The proportion of women in supervisory boards is related with the success of certain stock companies. This is confirmed by a study of the KIT Institute of Management and the professorship for management and controlling of the Georg-August-Universität Göttingen, which was funded by the Federal Ministry of Family Affairs. A significant positive effect of women in supervisory boards is found for companies focusing on private clients and/or companies having a high share of women among their employees.
In their study “Frauen in Führungspositionen – Auswirkungen auf den Unternehmenserfolg” (women in executive positions – effects on the company’s success), Professor Hagen Lindstädt, holder of the Chair for Management at KIT, his staff member Dr. Kerstin
Fehre, and Professor Michael Wolff from the University of Göttingen analyzed the relationship between the share of women in supervisory boards of 160 joint stock companies in Germany and their financial performance. The study is based on data of the DAX family (DAX, MDAX, SDAX, TecDAX) from the years 2002 to 2010. The result: No statistically significant evidence can be found of the fact that women in German supervisory boards have a generally positive effect on the company performance. However, such evidence can be found for all companies of a certain type: They sell their products and services mainly to private clients (B2C business) and/or the share of women in the staff is high.

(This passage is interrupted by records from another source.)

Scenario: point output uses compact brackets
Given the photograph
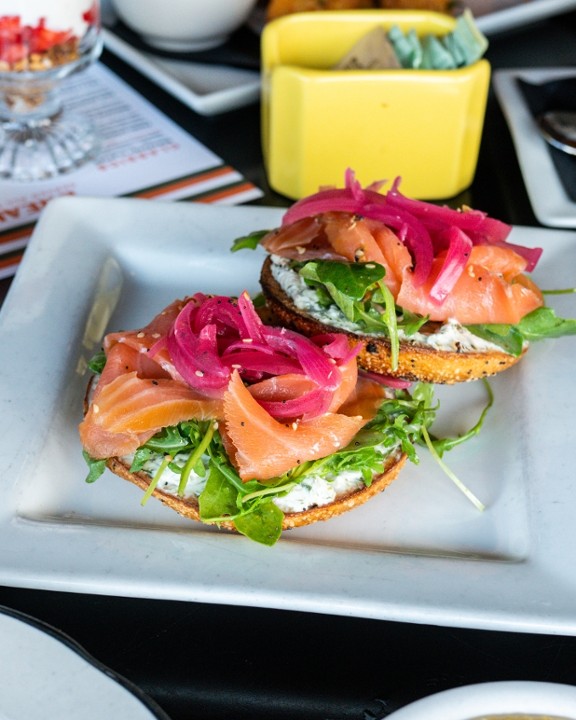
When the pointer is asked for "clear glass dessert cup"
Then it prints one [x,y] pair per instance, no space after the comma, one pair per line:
[41,45]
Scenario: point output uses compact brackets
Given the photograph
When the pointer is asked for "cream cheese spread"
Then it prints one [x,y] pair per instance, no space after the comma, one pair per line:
[313,491]
[451,336]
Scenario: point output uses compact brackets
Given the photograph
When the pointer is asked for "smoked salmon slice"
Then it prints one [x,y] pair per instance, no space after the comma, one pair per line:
[266,448]
[129,410]
[490,290]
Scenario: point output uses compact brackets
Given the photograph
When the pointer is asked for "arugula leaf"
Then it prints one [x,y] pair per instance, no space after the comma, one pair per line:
[444,444]
[218,499]
[97,362]
[250,241]
[345,281]
[508,337]
[543,323]
[540,324]
[263,524]
[95,467]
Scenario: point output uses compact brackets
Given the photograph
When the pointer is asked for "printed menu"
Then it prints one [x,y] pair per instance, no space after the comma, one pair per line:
[141,153]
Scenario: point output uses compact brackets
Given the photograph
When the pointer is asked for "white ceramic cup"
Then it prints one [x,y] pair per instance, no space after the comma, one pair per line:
[184,25]
[522,700]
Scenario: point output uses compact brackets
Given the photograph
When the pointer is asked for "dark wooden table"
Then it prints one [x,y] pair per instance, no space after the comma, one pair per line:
[207,661]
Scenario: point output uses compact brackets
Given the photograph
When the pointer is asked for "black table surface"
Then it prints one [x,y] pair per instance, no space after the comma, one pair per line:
[208,661]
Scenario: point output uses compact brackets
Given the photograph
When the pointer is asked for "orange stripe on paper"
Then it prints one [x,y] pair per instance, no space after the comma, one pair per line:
[223,193]
[16,234]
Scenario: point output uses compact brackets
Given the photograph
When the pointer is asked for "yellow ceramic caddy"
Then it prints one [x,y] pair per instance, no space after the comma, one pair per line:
[422,125]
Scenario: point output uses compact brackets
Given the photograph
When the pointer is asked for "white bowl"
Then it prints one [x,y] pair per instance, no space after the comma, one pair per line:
[502,700]
[184,25]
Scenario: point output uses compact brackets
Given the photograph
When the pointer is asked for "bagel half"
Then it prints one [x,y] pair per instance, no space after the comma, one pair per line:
[416,362]
[189,507]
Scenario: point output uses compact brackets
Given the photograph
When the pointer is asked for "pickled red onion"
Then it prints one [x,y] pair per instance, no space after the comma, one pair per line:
[213,336]
[459,246]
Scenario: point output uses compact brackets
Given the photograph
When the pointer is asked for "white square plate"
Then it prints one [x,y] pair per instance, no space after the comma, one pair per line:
[419,552]
[550,202]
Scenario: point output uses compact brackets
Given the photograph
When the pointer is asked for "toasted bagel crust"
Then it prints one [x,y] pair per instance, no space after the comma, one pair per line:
[415,362]
[190,509]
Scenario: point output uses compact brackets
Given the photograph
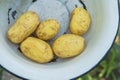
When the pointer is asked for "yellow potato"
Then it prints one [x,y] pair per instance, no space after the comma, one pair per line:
[68,45]
[37,50]
[48,29]
[24,26]
[80,21]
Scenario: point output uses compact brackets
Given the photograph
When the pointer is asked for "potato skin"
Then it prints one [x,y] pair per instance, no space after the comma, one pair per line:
[24,26]
[37,50]
[80,21]
[68,45]
[48,29]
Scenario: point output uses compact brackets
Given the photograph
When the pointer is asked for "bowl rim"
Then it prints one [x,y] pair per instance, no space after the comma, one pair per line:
[89,69]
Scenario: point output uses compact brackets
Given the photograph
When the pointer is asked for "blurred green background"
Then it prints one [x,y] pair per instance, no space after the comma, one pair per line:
[108,69]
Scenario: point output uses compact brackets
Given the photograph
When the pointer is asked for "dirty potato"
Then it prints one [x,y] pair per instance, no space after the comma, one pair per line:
[68,45]
[48,29]
[37,50]
[80,21]
[23,27]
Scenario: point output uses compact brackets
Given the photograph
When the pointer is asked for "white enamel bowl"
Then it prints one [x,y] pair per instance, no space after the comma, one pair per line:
[99,38]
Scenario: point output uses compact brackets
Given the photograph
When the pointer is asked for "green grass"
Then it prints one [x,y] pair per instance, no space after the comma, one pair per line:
[108,69]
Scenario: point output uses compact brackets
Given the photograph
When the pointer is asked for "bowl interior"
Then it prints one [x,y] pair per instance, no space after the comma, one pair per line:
[99,38]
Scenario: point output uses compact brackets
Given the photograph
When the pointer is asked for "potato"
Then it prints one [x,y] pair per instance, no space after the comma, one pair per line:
[68,45]
[24,26]
[80,21]
[37,50]
[48,29]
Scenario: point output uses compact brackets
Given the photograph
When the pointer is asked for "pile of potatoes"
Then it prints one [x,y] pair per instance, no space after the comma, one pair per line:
[36,48]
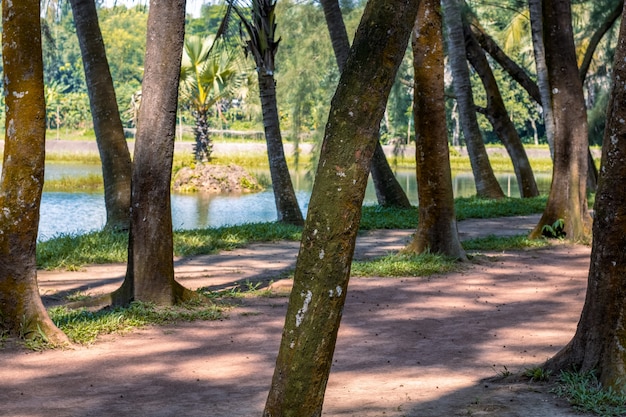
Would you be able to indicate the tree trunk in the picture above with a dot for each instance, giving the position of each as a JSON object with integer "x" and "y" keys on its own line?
{"x": 499, "y": 117}
{"x": 150, "y": 270}
{"x": 536, "y": 25}
{"x": 600, "y": 337}
{"x": 116, "y": 165}
{"x": 327, "y": 248}
{"x": 287, "y": 206}
{"x": 486, "y": 184}
{"x": 21, "y": 311}
{"x": 567, "y": 200}
{"x": 437, "y": 229}
{"x": 389, "y": 192}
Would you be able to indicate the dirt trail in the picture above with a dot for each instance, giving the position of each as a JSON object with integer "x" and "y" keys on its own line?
{"x": 407, "y": 346}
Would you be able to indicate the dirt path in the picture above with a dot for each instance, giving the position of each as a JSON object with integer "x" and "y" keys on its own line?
{"x": 407, "y": 346}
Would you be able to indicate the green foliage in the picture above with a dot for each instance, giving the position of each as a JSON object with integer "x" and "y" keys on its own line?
{"x": 84, "y": 326}
{"x": 203, "y": 241}
{"x": 70, "y": 251}
{"x": 478, "y": 208}
{"x": 400, "y": 265}
{"x": 502, "y": 243}
{"x": 538, "y": 374}
{"x": 586, "y": 394}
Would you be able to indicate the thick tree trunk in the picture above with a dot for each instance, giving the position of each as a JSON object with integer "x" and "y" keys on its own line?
{"x": 537, "y": 31}
{"x": 323, "y": 267}
{"x": 600, "y": 338}
{"x": 389, "y": 192}
{"x": 287, "y": 206}
{"x": 499, "y": 118}
{"x": 486, "y": 184}
{"x": 21, "y": 311}
{"x": 150, "y": 270}
{"x": 567, "y": 200}
{"x": 437, "y": 228}
{"x": 116, "y": 165}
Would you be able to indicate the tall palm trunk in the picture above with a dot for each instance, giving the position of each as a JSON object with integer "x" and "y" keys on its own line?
{"x": 114, "y": 154}
{"x": 437, "y": 228}
{"x": 498, "y": 117}
{"x": 486, "y": 184}
{"x": 284, "y": 194}
{"x": 567, "y": 200}
{"x": 21, "y": 311}
{"x": 389, "y": 192}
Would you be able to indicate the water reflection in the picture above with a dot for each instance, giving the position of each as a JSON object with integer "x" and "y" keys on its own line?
{"x": 63, "y": 213}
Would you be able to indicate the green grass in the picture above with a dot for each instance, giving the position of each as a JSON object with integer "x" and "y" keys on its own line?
{"x": 586, "y": 394}
{"x": 83, "y": 326}
{"x": 70, "y": 251}
{"x": 405, "y": 265}
{"x": 502, "y": 243}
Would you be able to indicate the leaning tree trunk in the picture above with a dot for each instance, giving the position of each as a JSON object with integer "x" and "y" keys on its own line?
{"x": 598, "y": 344}
{"x": 499, "y": 118}
{"x": 116, "y": 165}
{"x": 537, "y": 32}
{"x": 21, "y": 311}
{"x": 150, "y": 270}
{"x": 328, "y": 239}
{"x": 389, "y": 192}
{"x": 437, "y": 228}
{"x": 284, "y": 195}
{"x": 486, "y": 184}
{"x": 567, "y": 200}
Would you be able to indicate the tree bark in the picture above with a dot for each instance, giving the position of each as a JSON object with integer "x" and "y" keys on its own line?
{"x": 150, "y": 270}
{"x": 437, "y": 228}
{"x": 116, "y": 164}
{"x": 600, "y": 336}
{"x": 389, "y": 192}
{"x": 486, "y": 184}
{"x": 327, "y": 247}
{"x": 537, "y": 32}
{"x": 21, "y": 311}
{"x": 567, "y": 200}
{"x": 284, "y": 194}
{"x": 499, "y": 118}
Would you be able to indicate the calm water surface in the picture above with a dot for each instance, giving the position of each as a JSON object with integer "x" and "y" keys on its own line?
{"x": 71, "y": 213}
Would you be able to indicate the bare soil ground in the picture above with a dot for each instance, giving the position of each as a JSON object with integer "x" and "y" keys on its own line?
{"x": 408, "y": 346}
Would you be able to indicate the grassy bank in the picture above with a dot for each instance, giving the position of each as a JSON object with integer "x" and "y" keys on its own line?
{"x": 73, "y": 251}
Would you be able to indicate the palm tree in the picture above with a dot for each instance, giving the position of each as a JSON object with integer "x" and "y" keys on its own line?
{"x": 207, "y": 75}
{"x": 258, "y": 29}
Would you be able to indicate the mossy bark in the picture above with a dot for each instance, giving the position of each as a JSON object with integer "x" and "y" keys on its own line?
{"x": 21, "y": 310}
{"x": 487, "y": 185}
{"x": 437, "y": 228}
{"x": 389, "y": 192}
{"x": 567, "y": 200}
{"x": 114, "y": 153}
{"x": 327, "y": 246}
{"x": 499, "y": 118}
{"x": 150, "y": 270}
{"x": 287, "y": 206}
{"x": 601, "y": 336}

Dr. Kerstin Fehre explains that companies focusing on business with private customers succeed best in communicating with a diverse customer segment, i.e. men and women, when both genders are represented in the management team. Professor Hagen Lindstädt argues for diversity on the management level: “The more diverse a management body is, the better are the decisions made. The mix is important.”
A High Proportion of Women Attracts Motivated Female Employees
If companies have a high share of women in their staff, a strong female representation in the supervisory board has positive effects on attractiveness as employer. Such companies in particular attract motivated, performance- and career-oriented female employees. “Parallel to the demographic development in Germany and the implications for the lack of experts and executives, this aspect will even gain importance in the future,” says Fehre.
Women in Executive Positions Combine Job and Family
Investigation of the personal data of female executives revealed that 70% of the women in German supervisory boards are married, 60% have at least one child. In the executive boards, even 91% are married and 70% have one or several children. Consequently, the conception of women in executive positions without children, which is still omnipresent in the public, is not true.
The positive effects described can be noticed both for the presence and the share of women in supervisory boards. They apply to both internal (return on assets and return on equity) and external characteristics (market/book value). However, the study performed on behalf of the Federal Ministry of Family Affairs, Senior Citizens, Women, and Youth also reveals that the status quo of women in executive boards and supervisory boards has not yet improved considerably. The proportion of female supervisory board members in the prime standard of German stock exchange increased from 8.8% in 2009 to 9.1% in 2010. The share of enterprises with female supervisory board members increased from 35.4% in 2009 to 35.9% in 2010. Only 7.6% of the companies have female members in their executive boards. In late 2010, just 2.8% of thee executive positions were occupied by women. In 2009, this proportion amounted to 2.5%.
The authors of the study consider appropriate incentives for a sustainable increase in the proportion of women in executive positions reasonable. They argue that legal regulations should consider specific features and differences of the companies.